We never used a crate with our 16 year old dog, who recently passed (and who we had since puppyhood). However, with Winter, we have used it from Day 1, and it has been great. I am unsure as to how long we'll use it, but she's 6 months old now, and she still sleeps in it every night. SHe has a soft bed inside, and goes in there happily at night when we tell her it is "nighty night" time.


----------



## Tennyson

Never had a crate for Mick. Didn't need one. His time-outs were anywhere in the house in a sitting position. He always slept where he wanted to. Still does. On his blankie next to my bed.


----------



## Nyahsmommy

We never crated Nyah at night. Her bed is next to ours and she sleeps on it all night until we wake up.


----------



## JadasMom

Hmmm... Interesting how some people don't use crates at all. A few people I talked to made it seem like "IT'S A MUST!" I never even considered it a possibility to not crate train my puppy... decisions, decisions...


----------



## wmag

Kasey slept in her crate up until she was almost a year old. We tried to let her out at 7 months but she would not settle down. Everytime I wake up in the night she is in a different spot. We still have not taken her crate apart because she needs it when we go out and she sometimes likes to sleep in it at night. I close my bedroom door so she can't get out. I have 2 cats and I think she would spend the whole night chasing them or eating their food! A crate was a must for us or I think Kasey would have eaten most of our house!


----------



## Rainheart

I have a crate still set up in my room for Beamer, but he almost never sleeps in it now (mostly on my bed or the floor). He still always has the option to lay in there if he wants to, though. We stopped crating at about 5 months at night.


----------



## GoldenMum

I have always used a crate until I felt the dog trustworthy on housebreaking. My newest member, Skyler sleeps on my bed by my feet at night (7 months old). I have starting leaving her loose when I'm gone for short periods, but she had a toilet paper confetti party the other day......so back to the crate she goes!


----------



## dezymond

Yes. He knows the crate is for sleeping and eating, but pretty much hates it when he's awake or has to go in while we're away or can't watch him. He'll tolerate it, but I can tell mine doesn't enjoy it. Lack of consistency on my part, but he's a great puppy for 12 weeks and hasn't caused any trouble in the house. Just happy he'll go in on his own, after some coaxing, but he knows that's where he goes for sleep.


----------



## newport

At 11 months old - when I adopted Lola.... I think the people who owned her STILL put her in her crate.... from the first night I had her she has been sleeping on the floor on her own dog bed by our bed at night. I see no reason to crate a grown dog.


----------



## Willow52

I only used the crate until they were dependable enough to have free roam of the house day & night. Depends on your particular situation really, there is no right or wrong answer.


----------



## newport

Willow52 said:


> I only used the crate until they were dependable enough to have free roam of the house day & night. Depends on your particular situation really, there is no right or wrong answer.

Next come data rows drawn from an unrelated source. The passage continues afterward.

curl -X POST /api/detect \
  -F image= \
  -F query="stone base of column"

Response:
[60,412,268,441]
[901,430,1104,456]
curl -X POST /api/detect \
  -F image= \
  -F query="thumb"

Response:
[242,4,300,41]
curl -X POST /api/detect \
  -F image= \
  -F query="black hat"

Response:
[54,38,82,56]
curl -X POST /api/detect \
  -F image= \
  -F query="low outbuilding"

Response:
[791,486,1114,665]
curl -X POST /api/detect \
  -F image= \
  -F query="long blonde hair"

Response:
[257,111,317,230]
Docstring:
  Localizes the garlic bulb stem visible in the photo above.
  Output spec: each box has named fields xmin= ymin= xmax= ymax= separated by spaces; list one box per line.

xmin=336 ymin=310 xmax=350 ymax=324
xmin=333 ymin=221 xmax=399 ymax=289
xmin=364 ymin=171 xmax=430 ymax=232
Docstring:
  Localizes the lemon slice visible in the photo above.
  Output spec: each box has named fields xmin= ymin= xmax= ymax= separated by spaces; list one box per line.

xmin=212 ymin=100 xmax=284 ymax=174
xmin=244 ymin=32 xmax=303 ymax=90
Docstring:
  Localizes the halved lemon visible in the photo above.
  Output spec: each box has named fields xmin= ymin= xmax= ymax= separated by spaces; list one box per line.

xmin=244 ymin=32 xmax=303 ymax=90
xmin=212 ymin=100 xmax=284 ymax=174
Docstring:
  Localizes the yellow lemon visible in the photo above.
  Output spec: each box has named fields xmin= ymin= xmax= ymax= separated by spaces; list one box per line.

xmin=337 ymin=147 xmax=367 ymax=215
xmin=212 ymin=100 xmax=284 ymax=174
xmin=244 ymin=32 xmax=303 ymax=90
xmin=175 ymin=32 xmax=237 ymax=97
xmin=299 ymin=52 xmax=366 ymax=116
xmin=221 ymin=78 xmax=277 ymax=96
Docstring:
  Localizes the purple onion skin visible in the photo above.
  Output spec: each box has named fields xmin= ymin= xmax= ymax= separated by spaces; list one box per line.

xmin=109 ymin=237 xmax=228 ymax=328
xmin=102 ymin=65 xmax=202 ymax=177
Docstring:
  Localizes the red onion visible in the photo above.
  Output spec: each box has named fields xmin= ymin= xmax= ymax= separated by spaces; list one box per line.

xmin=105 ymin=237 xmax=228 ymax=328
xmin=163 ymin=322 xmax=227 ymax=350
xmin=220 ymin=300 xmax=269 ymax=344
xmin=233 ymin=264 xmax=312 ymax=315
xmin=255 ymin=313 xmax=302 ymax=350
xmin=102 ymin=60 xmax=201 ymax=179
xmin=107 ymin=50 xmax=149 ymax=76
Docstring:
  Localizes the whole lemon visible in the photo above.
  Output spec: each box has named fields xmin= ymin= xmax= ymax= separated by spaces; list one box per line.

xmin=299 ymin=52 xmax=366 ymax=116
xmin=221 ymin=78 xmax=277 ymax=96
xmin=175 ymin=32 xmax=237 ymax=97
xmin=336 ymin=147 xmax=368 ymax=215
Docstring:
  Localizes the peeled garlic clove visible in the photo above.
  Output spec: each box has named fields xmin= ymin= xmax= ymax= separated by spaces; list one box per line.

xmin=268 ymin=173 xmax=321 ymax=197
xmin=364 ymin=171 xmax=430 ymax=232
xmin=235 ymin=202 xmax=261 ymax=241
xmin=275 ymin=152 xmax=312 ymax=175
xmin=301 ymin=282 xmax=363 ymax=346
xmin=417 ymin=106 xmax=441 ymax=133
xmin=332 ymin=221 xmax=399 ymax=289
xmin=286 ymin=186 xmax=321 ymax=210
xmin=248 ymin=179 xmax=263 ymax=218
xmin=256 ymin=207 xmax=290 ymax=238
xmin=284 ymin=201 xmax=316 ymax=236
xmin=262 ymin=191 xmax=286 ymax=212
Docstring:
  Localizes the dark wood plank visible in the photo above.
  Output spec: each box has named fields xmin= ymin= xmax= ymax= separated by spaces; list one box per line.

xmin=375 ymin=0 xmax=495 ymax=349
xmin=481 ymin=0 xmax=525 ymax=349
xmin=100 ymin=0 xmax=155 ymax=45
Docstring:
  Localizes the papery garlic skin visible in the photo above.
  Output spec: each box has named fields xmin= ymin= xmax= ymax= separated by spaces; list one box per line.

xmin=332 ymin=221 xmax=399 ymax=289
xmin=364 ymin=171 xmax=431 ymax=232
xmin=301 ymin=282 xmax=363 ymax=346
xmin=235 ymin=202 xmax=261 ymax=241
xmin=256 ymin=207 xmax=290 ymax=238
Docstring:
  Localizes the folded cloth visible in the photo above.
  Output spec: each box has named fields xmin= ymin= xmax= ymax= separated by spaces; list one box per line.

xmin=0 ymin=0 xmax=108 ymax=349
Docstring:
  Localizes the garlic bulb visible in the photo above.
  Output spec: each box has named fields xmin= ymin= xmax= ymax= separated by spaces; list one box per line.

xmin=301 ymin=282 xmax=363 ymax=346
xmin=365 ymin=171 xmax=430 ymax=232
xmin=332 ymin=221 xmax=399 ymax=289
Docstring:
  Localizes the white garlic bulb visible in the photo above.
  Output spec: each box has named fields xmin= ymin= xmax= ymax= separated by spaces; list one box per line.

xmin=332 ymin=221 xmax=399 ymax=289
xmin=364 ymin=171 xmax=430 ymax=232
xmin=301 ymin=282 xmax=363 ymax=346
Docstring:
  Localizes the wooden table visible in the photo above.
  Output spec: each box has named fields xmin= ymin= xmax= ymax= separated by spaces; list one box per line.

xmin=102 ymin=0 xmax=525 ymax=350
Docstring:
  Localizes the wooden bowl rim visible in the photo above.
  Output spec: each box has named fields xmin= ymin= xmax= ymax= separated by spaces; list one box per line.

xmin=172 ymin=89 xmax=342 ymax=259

 Yes I totally agree. You will know the time when the dog is able to roam the house without getting into trouble.


----------



## Max's Dad

Max has never slept in a crate, or even seen one. From day one he slept in our bedroom, at first on the bed. I had to lift him up there. Now he sleeps on the floor between the bedroom/bathroom, and gets up on the bed periodically through-out the night. Our bedroom has a sliding glass door to the backyard, if he asks to go out. He has never had an accident in the bedroom.


----------



## nolefan

One of the nice things about crating at night is never finding out the next day that my dog was sick sometime during the night and that I didn't know. With a crate in my room, I can get him outside usually before a mess and if I was sleeping hard, then at least it's easier to clean up.


----------



## Deber

Until the goldens came into our life, I had never crated a dog, but because it was the norm for so many I crated both the pups until they were housetrained and gates installed in the part of the house that is theirs during the day when we are at work. But when an emergency happened in my family I had to take the dogs to the Vets overnight. Both were crated and though they hadn't been in a crate in some time, they both were happy and settled right away. I was so glad they had their early time in a crate so were unafraid. 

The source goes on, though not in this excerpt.